12.7 Dual Boot: Multiple Operating Systems
Some operating systems, including MS/Windows, provide limited and sometimes inflexible support for multiple choices at boot time. GNU/Linux, on the other-hand, is well-equipped for booting multiple operating systems as is its philosophy of not restricting what one can do and encouraging choice and freedom.
If you want to include MS/Windows on your system it is generally best to install it first. MS/Windows/NT, for example, has a boot loader that likes to be in control and MS/Windows/98 is not so clever with multiple operating systems. Installing them first allows them to have the control they sometimes demand.

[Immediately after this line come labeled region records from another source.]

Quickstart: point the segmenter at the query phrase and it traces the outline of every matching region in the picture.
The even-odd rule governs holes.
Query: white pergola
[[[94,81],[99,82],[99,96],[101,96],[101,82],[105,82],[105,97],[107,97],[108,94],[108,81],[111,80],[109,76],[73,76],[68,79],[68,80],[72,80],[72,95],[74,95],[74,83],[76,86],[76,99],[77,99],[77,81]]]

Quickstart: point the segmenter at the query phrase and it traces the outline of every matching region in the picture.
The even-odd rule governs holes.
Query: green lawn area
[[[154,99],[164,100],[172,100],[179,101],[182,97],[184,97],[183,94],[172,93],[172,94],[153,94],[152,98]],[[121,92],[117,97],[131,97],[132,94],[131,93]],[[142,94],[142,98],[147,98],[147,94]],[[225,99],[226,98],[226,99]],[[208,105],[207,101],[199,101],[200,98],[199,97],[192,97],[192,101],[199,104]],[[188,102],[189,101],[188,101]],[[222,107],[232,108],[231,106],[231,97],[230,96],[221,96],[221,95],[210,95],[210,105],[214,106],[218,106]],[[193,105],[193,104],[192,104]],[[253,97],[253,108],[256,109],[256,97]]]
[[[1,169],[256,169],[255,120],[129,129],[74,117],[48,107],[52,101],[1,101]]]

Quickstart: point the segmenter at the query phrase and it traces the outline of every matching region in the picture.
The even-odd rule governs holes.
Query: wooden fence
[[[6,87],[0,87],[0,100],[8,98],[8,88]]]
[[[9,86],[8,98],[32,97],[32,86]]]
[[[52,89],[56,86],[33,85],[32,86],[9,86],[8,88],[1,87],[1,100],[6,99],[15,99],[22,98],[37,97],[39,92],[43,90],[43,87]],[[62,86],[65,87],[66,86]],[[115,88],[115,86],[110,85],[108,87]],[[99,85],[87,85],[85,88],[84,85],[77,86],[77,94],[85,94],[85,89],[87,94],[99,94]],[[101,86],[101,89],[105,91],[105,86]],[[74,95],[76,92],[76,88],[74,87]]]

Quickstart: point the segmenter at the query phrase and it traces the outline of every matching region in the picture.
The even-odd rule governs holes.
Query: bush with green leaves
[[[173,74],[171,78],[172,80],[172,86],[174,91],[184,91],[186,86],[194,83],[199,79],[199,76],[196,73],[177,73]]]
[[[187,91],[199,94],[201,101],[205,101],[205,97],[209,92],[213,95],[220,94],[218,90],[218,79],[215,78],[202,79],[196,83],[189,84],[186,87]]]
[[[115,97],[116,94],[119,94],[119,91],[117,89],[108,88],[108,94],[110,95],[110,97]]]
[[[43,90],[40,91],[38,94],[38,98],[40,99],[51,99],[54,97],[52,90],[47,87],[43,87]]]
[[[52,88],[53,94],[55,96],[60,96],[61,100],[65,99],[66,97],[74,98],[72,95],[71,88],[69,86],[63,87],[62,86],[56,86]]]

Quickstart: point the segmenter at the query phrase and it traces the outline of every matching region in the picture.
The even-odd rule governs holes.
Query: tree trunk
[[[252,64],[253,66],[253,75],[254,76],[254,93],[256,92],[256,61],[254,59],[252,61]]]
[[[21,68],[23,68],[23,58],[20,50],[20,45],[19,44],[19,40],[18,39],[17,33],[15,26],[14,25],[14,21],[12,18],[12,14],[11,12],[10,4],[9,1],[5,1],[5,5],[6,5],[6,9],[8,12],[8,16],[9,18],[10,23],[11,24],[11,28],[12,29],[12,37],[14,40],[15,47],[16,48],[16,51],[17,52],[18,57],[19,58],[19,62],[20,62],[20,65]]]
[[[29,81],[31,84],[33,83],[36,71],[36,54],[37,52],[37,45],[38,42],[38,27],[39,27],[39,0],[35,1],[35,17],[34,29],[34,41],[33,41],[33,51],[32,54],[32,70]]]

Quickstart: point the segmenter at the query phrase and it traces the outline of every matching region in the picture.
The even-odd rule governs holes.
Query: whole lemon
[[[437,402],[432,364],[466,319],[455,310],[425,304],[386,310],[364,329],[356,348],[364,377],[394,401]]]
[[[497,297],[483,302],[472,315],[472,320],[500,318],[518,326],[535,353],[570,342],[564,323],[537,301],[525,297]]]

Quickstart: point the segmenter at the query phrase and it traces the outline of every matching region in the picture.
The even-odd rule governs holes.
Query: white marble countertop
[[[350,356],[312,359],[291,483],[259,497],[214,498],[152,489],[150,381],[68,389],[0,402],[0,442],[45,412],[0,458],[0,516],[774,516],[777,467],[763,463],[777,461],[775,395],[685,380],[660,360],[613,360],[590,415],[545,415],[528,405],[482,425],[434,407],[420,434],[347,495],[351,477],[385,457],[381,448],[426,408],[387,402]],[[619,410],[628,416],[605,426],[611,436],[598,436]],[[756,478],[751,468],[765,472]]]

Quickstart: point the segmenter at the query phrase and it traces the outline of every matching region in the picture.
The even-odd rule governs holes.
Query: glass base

GNU/Linux provides a variety of tools for maintaining multiple operating systems on your one computer. There are plenty of options. In particular you can keep MS/Windows and install GNU/Linux as well. This will give you some sense of security in case GNU/Linux does not meet your needs. If GNU/Linux becomes your choice you can later remove MS/Windows and use the recovered disk space for GNU/Linux.
Dual boot is a little misleading since there’s really no inherent limit (except for available resources) to the number of operating systems you might install on your PC. Generally it’s two or sometimes three, but could be four or more! These might include MS/Windows/2000, MS/Windows/XP, and one or two versions of GNU/Linux!